0 Replies Latest reply: Jun 25, 2013 8:18 PM by RyanGardner RSS

    Failing nodes over results in a 2 minute gap where "nothing" is done

    RyanGardner

      We're on 3.7.1.9 and I'm testing a reconfiguration of our storage nodes on new hardware with adjusted heap sizing etc.

       

      Our primary use of coherence is as a distributed cache with clients having near caches. We don't use it as a data grid and therefore have no indexes - just a couple of hundred of caches with an aggregate of around a hundred or two hundred million cache entires.

       

      I have a test with about 10 client nodes hitting the set of storage nodes. The client nodes have about 100 threads each making cache requests every 150 to 250ms to simulate about 3k gets per second and 1.5 k puts per second (this is just a baseline test, I've also run other tests at much higher levels of traffic)

       

      When one of the storage nodes is shut down the other storage nodes will have a long pause in the logs before they actually start doing anything again. I am tracking metrics on our cache too and I can see a very noticable drop - it is as if any put or get requests that are made right before that cache node was stopped just hang as well as the requests that go to the other nodes.

       

      This lasts about 2 to 3 minutes. During this time I have monitored both CPU and network activity - there is very little network traffic and very little CPU usage - so it's not as if there is some IO or CPU bottleneck to this pause time.

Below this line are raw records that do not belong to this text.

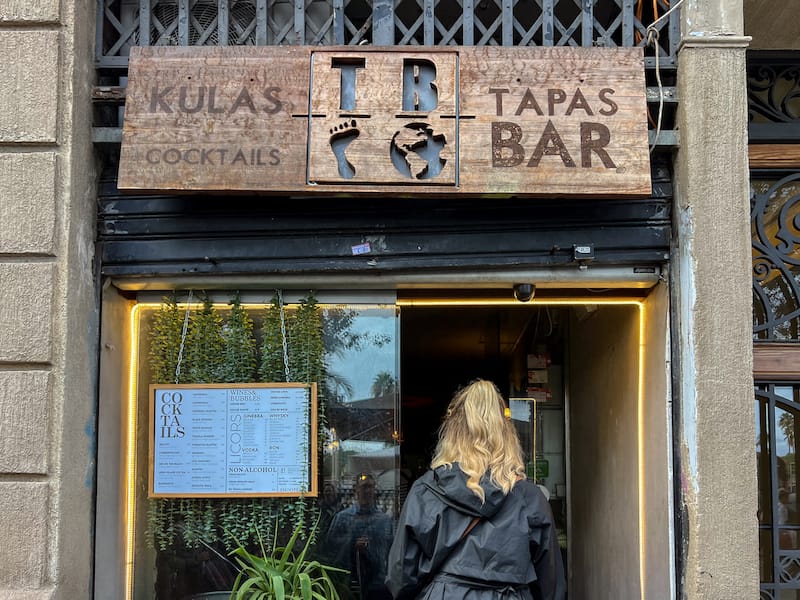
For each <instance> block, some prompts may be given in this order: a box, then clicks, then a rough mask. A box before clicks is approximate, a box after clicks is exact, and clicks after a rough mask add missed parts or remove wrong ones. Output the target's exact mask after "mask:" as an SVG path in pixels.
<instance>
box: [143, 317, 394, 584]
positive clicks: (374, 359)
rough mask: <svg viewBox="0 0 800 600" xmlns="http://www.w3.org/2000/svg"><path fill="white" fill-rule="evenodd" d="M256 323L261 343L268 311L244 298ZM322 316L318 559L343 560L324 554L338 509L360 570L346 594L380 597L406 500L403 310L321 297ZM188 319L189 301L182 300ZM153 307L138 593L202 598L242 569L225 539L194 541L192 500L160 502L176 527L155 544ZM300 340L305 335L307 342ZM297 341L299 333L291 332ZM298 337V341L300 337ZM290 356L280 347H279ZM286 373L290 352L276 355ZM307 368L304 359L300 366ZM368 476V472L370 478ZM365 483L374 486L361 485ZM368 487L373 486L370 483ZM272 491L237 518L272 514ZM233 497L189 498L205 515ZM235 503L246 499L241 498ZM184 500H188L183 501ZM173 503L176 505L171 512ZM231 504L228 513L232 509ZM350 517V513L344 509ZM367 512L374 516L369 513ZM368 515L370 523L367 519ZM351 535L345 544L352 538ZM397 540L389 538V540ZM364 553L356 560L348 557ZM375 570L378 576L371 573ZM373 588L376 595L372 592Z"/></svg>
mask: <svg viewBox="0 0 800 600" xmlns="http://www.w3.org/2000/svg"><path fill="white" fill-rule="evenodd" d="M245 309H246V312H247V315H248V316H249V317H250V319H252V321H253V335H254V336H255V338H256V341H257V345H258V347H259V348H260V347H261V343H262V340H263V337H264V331H265V329H266V328H265V318H266V317H265V309H264V307H263V305H262V306H245ZM319 309H320V317H321V323H322V342H323V352H324V362H325V369H324V373H325V377H324V381H320V382H318V383H319V388H318V396H319V398H320V403H321V406H325V411H324V423H323V426H322V427H321V430H320V432H319V434H320V438H321V440H322V444H323V448H322V451H323V454H322V461H321V465H320V466H319V471H320V481H319V490H320V495H319V498H318V499H317V502H318V506H319V508H320V524H319V528H318V531H319V535H318V540H317V541H318V544H317V546H316V547H315V548H314V549H313V551H314V552H315V553H318V554H319V557H323V556H324V557H326V558H331V559H332V560H333V559H337V557H331V556H330V555H328V554H326V549H327V548H330V546H326V543H327V533H328V528H329V527H331V526H332V525H333V523H334V521H335V520H336V519H337V515H342V516H339V524H338V525H337V531H338V532H339V536H340V537H339V538H338V540H339V541H338V542H337V543H336V544H335V545H336V546H337V548H338V547H341V548H346V547H348V550H347V553H346V554H345V555H344V556H345V558H342V563H343V564H345V563H346V564H345V568H347V569H351V568H352V569H353V572H354V573H355V575H354V576H353V577H352V578H351V577H349V576H344V577H342V581H340V582H339V584H340V586H339V587H340V593H341V594H342V598H343V600H348V599H349V598H367V597H370V598H378V597H380V596H376V595H374V593H375V592H374V591H372V589H373V588H376V589H377V587H378V586H376V585H374V582H375V581H377V579H379V578H380V579H381V580H382V576H381V574H380V572H381V570H384V571H385V560H384V562H383V563H382V562H381V560H378V559H374V560H373V556H378V557H380V556H382V552H383V551H382V549H381V543H382V542H381V540H382V539H384V538H390V537H391V535H392V532H393V528H394V523H395V520H396V516H397V507H398V485H397V482H398V479H399V477H398V475H397V473H398V469H397V466H398V460H399V457H398V451H397V443H396V439H395V438H396V434H395V432H396V431H397V430H398V425H397V413H396V406H397V404H398V394H399V389H398V367H397V365H398V356H397V353H398V350H397V341H398V340H397V338H398V335H397V318H396V313H395V309H394V306H393V305H319ZM180 310H181V317H182V316H183V308H182V307H181V309H180ZM217 310H218V311H219V313H220V315H221V317H222V320H223V321H224V322H226V323H227V322H228V319H229V318H230V311H229V309H228V308H227V307H226V306H218V307H217ZM297 310H298V306H297V305H286V306H285V312H286V318H287V319H289V318H290V317H291V316H292V315H295V314H296V311H297ZM156 313H157V310H156V309H155V308H152V309H151V308H146V309H144V310H142V311H141V312H140V315H141V318H140V336H139V359H138V365H139V369H138V384H137V386H138V401H137V406H136V408H137V411H138V416H137V431H136V436H137V440H138V442H137V444H136V449H137V456H136V499H135V502H136V522H135V529H136V530H135V540H136V544H137V546H136V549H135V560H134V569H135V573H134V592H133V594H134V598H136V599H141V600H145V599H146V600H152V599H153V598H156V599H162V600H163V599H169V600H173V599H184V598H186V599H189V598H195V597H197V598H200V597H203V596H202V594H208V593H211V592H215V591H222V590H229V589H230V588H231V585H232V582H233V579H234V578H235V576H236V571H237V570H236V567H235V566H234V565H233V563H232V562H231V561H230V559H229V556H228V551H229V549H228V548H226V547H224V544H223V543H222V542H221V541H220V540H217V541H214V542H213V543H211V544H208V543H206V541H205V540H202V539H200V540H194V543H193V544H187V543H185V542H184V540H183V538H182V534H181V531H182V521H181V519H182V515H183V514H186V512H187V506H189V504H190V503H189V502H185V501H184V499H180V498H176V499H171V500H169V501H166V502H162V503H159V505H160V506H162V507H165V508H164V510H165V512H164V514H163V515H161V516H162V521H161V522H162V523H164V524H165V527H168V528H169V531H171V532H174V542H173V543H172V544H171V545H170V546H169V547H168V548H164V549H159V548H153V547H150V546H151V545H152V544H149V543H148V542H147V541H146V540H148V538H149V539H150V540H151V541H152V533H151V532H150V531H148V510H149V509H152V506H153V504H151V503H149V502H148V499H147V494H146V490H147V477H148V456H147V449H148V441H147V440H148V433H149V432H148V421H149V416H148V404H149V402H148V385H149V383H150V382H151V380H152V376H151V373H150V368H149V364H148V356H149V352H150V346H149V339H148V338H149V333H150V332H151V327H152V324H153V320H154V318H155V316H156ZM301 341H302V340H301ZM290 342H291V340H290ZM295 342H297V340H295ZM281 354H282V352H281ZM288 354H289V356H288V360H289V361H290V362H291V363H292V367H293V368H294V367H295V363H294V362H293V361H295V360H296V359H297V356H298V353H292V346H291V344H290V345H289V347H288ZM277 362H278V363H279V364H278V367H279V369H278V370H279V371H281V372H282V371H283V356H281V357H280V359H279V360H278V361H277ZM298 368H299V367H298ZM362 478H363V479H362ZM360 481H365V482H368V483H371V484H372V485H371V486H363V489H360V488H359V486H358V483H359V482H360ZM367 487H370V489H369V490H367V489H366V488H367ZM265 500H269V499H263V498H252V499H251V498H248V499H245V500H244V502H246V503H251V504H252V507H251V506H250V504H247V506H246V507H245V505H244V504H241V506H243V507H244V508H243V509H242V514H241V515H240V518H239V519H238V525H240V526H244V525H246V524H247V522H248V520H249V519H251V518H253V519H254V518H256V517H255V516H253V515H255V514H256V513H259V514H261V513H263V514H261V516H262V517H264V518H265V520H269V518H270V517H269V515H268V511H269V510H270V506H271V505H270V503H269V502H268V501H265ZM226 502H229V500H227V499H222V498H209V499H196V498H195V499H192V503H191V506H194V507H200V508H201V509H202V511H203V512H204V513H206V512H207V513H208V514H209V515H211V514H219V510H220V508H221V507H222V506H223V505H224V504H225V503H226ZM236 502H240V503H241V502H242V500H240V499H237V500H236ZM182 503H183V504H182ZM172 508H174V510H172ZM229 512H230V511H229ZM345 514H348V515H350V514H351V515H352V519H350V520H347V519H346V518H345V517H344V516H343V515H345ZM367 516H369V519H368V518H367ZM367 520H369V521H370V525H369V526H368V527H367V526H364V523H365V522H366V521H367ZM345 539H347V540H352V543H350V541H347V542H345V541H344V540H345ZM390 542H391V539H388V540H387V541H386V548H387V549H388V544H389V543H390ZM351 551H352V556H357V557H358V558H359V560H358V561H356V562H350V561H349V559H350V556H351ZM370 574H372V579H368V578H365V577H368V576H369V575H370ZM367 592H369V594H370V595H367Z"/></svg>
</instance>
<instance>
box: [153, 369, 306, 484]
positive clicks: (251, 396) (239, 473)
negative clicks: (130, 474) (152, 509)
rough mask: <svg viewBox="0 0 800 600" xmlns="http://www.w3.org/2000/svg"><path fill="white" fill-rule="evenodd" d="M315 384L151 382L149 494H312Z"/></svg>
mask: <svg viewBox="0 0 800 600" xmlns="http://www.w3.org/2000/svg"><path fill="white" fill-rule="evenodd" d="M316 450H317V397H316V384H304V383H275V384H272V383H270V384H255V383H254V384H203V385H156V384H154V385H151V386H150V452H149V456H150V478H149V496H150V497H151V498H153V497H159V498H167V497H223V496H300V495H305V496H316V495H317V451H316Z"/></svg>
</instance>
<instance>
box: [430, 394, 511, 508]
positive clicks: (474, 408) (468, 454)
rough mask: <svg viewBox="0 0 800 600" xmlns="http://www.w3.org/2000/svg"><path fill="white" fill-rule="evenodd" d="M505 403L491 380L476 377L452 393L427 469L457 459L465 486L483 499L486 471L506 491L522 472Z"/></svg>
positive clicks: (446, 462)
mask: <svg viewBox="0 0 800 600" xmlns="http://www.w3.org/2000/svg"><path fill="white" fill-rule="evenodd" d="M505 410H506V405H505V401H504V400H503V396H502V395H501V394H500V391H499V390H498V389H497V387H496V386H495V385H494V384H493V383H492V382H491V381H485V380H483V379H478V380H476V381H474V382H472V383H471V384H469V385H468V386H467V387H465V388H463V389H461V390H459V391H458V392H456V394H455V396H454V397H453V399H452V401H451V402H450V406H449V407H448V408H447V414H446V416H445V419H444V422H443V423H442V426H441V427H440V428H439V442H438V443H437V444H436V451H435V452H434V455H433V459H432V460H431V468H432V469H435V468H437V467H440V466H443V465H446V466H447V467H451V466H452V464H453V463H455V462H457V463H458V466H459V467H460V468H461V470H462V471H463V472H464V474H465V475H466V476H467V487H468V488H469V489H470V490H472V492H473V493H474V494H475V495H476V496H478V497H479V498H480V499H481V502H484V501H485V495H484V492H483V488H482V487H481V486H480V480H481V477H483V476H484V475H485V474H486V473H487V472H488V474H489V477H490V479H491V481H492V483H494V484H495V485H497V486H498V487H499V488H500V489H502V490H503V493H504V494H508V492H510V491H511V489H512V488H513V487H514V484H515V483H517V481H518V480H519V479H520V478H521V477H522V474H523V473H524V472H525V470H524V467H523V462H522V448H521V447H520V443H519V438H518V437H517V432H516V431H515V430H514V426H513V425H512V424H511V421H510V420H508V419H506V416H505Z"/></svg>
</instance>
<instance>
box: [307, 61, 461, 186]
mask: <svg viewBox="0 0 800 600" xmlns="http://www.w3.org/2000/svg"><path fill="white" fill-rule="evenodd" d="M313 65H314V66H313V82H314V84H313V89H312V95H311V112H312V115H313V116H312V119H311V138H310V142H309V180H310V182H311V183H319V184H342V183H351V184H356V185H363V184H374V185H381V184H399V185H425V184H428V185H434V186H454V185H455V176H456V172H455V148H456V144H455V140H456V119H455V116H456V52H454V51H451V52H449V53H438V54H437V55H436V58H435V63H434V62H433V60H431V58H430V55H429V54H426V53H422V52H404V53H402V54H401V53H397V52H388V53H374V52H371V53H368V54H365V53H364V52H357V51H350V52H327V51H325V52H314V55H313ZM415 79H416V81H417V83H416V84H415V83H414V81H415ZM428 82H430V83H428ZM434 82H435V89H434V88H433V87H432V84H434ZM340 83H341V84H342V85H340ZM340 88H341V91H340ZM404 89H405V92H404V93H400V94H398V91H402V90H404ZM435 145H436V146H437V147H438V146H440V148H439V150H438V154H437V156H431V157H430V159H428V158H426V156H424V155H425V151H428V152H434V146H435Z"/></svg>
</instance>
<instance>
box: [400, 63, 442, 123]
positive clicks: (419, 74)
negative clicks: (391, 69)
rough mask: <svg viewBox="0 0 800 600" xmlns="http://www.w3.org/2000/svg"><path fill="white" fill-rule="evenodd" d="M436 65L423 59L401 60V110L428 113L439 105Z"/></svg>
mask: <svg viewBox="0 0 800 600" xmlns="http://www.w3.org/2000/svg"><path fill="white" fill-rule="evenodd" d="M435 82H436V65H435V64H434V63H433V62H431V61H430V60H426V59H424V58H406V59H403V110H404V111H407V112H429V111H432V110H435V109H436V106H437V105H438V104H439V90H438V89H437V87H436V83H435Z"/></svg>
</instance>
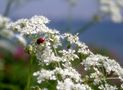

      Does anyone have any ideas on what settings I should look at tweaking to get rid of this "failover coffee break" that the other storage enabled nodes seem to go on when one of the nodes fails?

       

      a 3 minute window where the cache doesn't respond to requests could have major negative ripple effects through the rest of our applications.

       

      Does anyone else see these same kind of "failover coffee breaks" that I see? Are yours shorter or longer than mine?

       

      We are using 4096 partitions if that has anything to do with it - but considering that the nodes don't start to distribute vulnerable partitions to each other until after they come back from their coffe break it doesn't seem like the partition count should be super relevant.